Central Fire Station C 1955


Central Fire Station C 1955

The year was 1951 and Hudson’s population was rapidly growing.  The Town’s four-stalled rented fire station on Ferry Street was already overcrowded.  The problem was simple:  how could the town build a larger fire station without raising the already high tax rate?  The Selectmen, the then volunteer fire department, and Frank Nutting had a plan.  They would borrow $40,000.  The  yearly cost to repay  this loan would be about the same as what the town was already paying for the rented station.  This money would be used for materials; the labor to build the station would come from volunteers.  At the town meeting in March 1952, the town voted to build a firehouse at a cost not exceeding $40,000.

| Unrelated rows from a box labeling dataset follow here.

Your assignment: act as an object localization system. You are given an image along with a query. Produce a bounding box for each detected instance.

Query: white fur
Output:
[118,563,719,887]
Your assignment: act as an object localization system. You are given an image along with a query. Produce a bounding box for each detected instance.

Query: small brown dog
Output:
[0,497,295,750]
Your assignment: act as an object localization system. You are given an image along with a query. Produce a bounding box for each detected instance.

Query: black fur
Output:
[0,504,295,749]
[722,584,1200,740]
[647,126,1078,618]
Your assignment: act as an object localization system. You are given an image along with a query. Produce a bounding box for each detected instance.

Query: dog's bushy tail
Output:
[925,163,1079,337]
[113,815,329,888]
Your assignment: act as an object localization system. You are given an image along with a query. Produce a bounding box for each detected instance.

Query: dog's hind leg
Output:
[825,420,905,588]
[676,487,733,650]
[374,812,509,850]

The planning and architectural work was done by Leonard Smith, a local builder and member of the volunteer fire department.  Ground was broken May 1, 1952 on town owned land at the corner of Library and School Streets, opposite Webster School;  utilizing about one-half of the approximately 1.3 acres of the old ball field. Community spirit was high; volunteers came from within the department, the town, town organizations, and even from surrounding towns.  Engineers, builders, merchants, and laborers came forward to help.  The result was this fire station of typical New England architecture with housing for nine trucks, offices, rest rooms, kitchen, future sleeping area, and an assembly hall.  There was also room for expansion.  By fall of 1952 the building was enclosed for winter work and by summer of 1953 the new station was put into service.  One work session occurred on April 3, 1953 with 24 men and 16 members of the fire department.  Following work they were rewarded by a ham and bean supper prepared by Leon Hammond, Norman Crosby, and Lewis Reynolds.

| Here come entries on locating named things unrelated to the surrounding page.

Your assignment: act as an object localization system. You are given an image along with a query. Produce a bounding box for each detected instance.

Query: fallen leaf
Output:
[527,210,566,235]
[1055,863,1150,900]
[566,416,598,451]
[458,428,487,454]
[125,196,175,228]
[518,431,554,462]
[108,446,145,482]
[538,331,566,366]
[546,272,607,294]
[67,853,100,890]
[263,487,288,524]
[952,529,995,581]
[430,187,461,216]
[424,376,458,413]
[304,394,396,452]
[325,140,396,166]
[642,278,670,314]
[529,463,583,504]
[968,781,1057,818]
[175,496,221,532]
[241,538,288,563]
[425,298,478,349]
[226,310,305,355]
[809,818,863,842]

This facility housed the fire and police departments.  Later the upstairs was used for temporary classrooms, then for meetings and classes for both departments with space for supplies.  The Board of Selectmen moved their office from the basement of the Hills Library into the fire station, remaining here until the town office building was built next door  on the corner of School and what is now Chase Street.  At that time Chase Street ended at School Street and did not extend to Ferry Street.
As town growth  and needs of the fire department continued an addition to this station has occurred as well as the addition of satellite stations on Burns Hill and Robinson Roads.  Shortly after the passing of Leonard Smith in  2002, the Central Fire station was renamed The Leonard  E. Smith Fire Station” in his memory.  Photo from the Historical Society collection.